A gradual and significant increase in UTRANS was observed in normoalbuminuric group as compared to controls, and a further increase was noted in the microalbuminuric group when compared to normoalbuminuric group and controls (P = 0.000). Our findings concurred with the results of Al-Rubeaan et al.7 who demonstrated that UTRANS had significant variations among the normoalbuminuric, microalbuminuric and macroalbuminuric groups as compared to controls (P <0.001). However, insignificant variations were observed within the diabetic group (groups 1 and 2) (P >0.05). The study findings were further supported by the results of Naritha et al.,13 who showed that UTRANS excretion rates were significantly higher in diabetic patients compared to control subjects [110 (21–620) ng/minute vs. 69 (20–230) ng/minute; P <0.05]. These results support the hypothesis that UTRANS is a specific and sensitive biomarker for diagnosing diabetic nephropathy. Furthermore, UTRANS and TRANS/creatinine ratio positively correlated and eGFR and serum creatinine negatively correlated in normoalbuminuric, microalbuminuric and control groups (P <0.05).

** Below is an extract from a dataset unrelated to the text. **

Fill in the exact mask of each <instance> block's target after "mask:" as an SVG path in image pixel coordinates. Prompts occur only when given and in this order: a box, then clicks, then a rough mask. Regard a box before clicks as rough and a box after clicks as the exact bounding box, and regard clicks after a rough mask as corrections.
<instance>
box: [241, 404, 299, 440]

This study also showed that the diagnostic accuracy profile of UTRANS was like that of ACR among cases of normoalbuminuric and microalbuminuric T2DM subjects with respect to AUC (0.8– >0.9). However, ACR has poor discrimination (AUC: 0.5787) and was unable to accurately differentiate between controls and normoalbuminuric T2DM subjects. As UTRANS is a urinary marker, its evaluation is more convenient and practical. A similarly excellent diagnostic accuracy profile of UTRANS in terms of AUC of 1.0 – 0.9 was shown by Al-Rubeaan et al.7 in microalbuminuric and macroalbuminuric T2DM subjects. Conversely, UTRANS excretion had been reported in the non-diabetic population, in patients with hypertension and primary glomerulonephritis by Chelliah et al.14 and Yaqoob et al.15 Hence, factors such as systolic blood pressure and history of primary glomerulonephritis should be taken into consideration before using UTRANS as a biomarker to screen patients for diabetic nephropathy.

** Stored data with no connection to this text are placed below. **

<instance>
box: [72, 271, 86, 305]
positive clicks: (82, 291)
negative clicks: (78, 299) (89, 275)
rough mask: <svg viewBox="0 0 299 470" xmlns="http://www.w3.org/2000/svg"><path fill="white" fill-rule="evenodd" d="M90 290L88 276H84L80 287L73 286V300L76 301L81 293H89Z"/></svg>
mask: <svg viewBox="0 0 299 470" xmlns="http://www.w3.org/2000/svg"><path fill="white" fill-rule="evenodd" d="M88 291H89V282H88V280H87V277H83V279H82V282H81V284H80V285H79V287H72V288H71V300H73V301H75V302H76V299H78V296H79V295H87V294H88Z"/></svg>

This study has certain limitations. First, its cross-sectional study design made it difficult to arrive at a causal relationship and demanded careful interpretation of association from the cross-sectional analysis. Second was the low sample size and the fact that subjects were non-adjusted to hypertension, which can act as a cofounding factor. Third was that other biomarkers such as urinary NGAL, interleukin and osteopontin were not considered in this study for evaluating renal injury.7, 14 Therefore, considering the above factors, a longitudinal prospective study including the above factors, with a larger sample size can be conducted to assess the predictive power of UTRANS as a reliable biomarker for diabetic nephropathy.
Conclusively, the study demonstrates that UTRANS acts as a biomarker and carries diagnostic value in the detection of early renal damage. UTRANS can detect early renal damage in normoalbuminuric and microalbuminuric T2DM subjects with significant accuracy.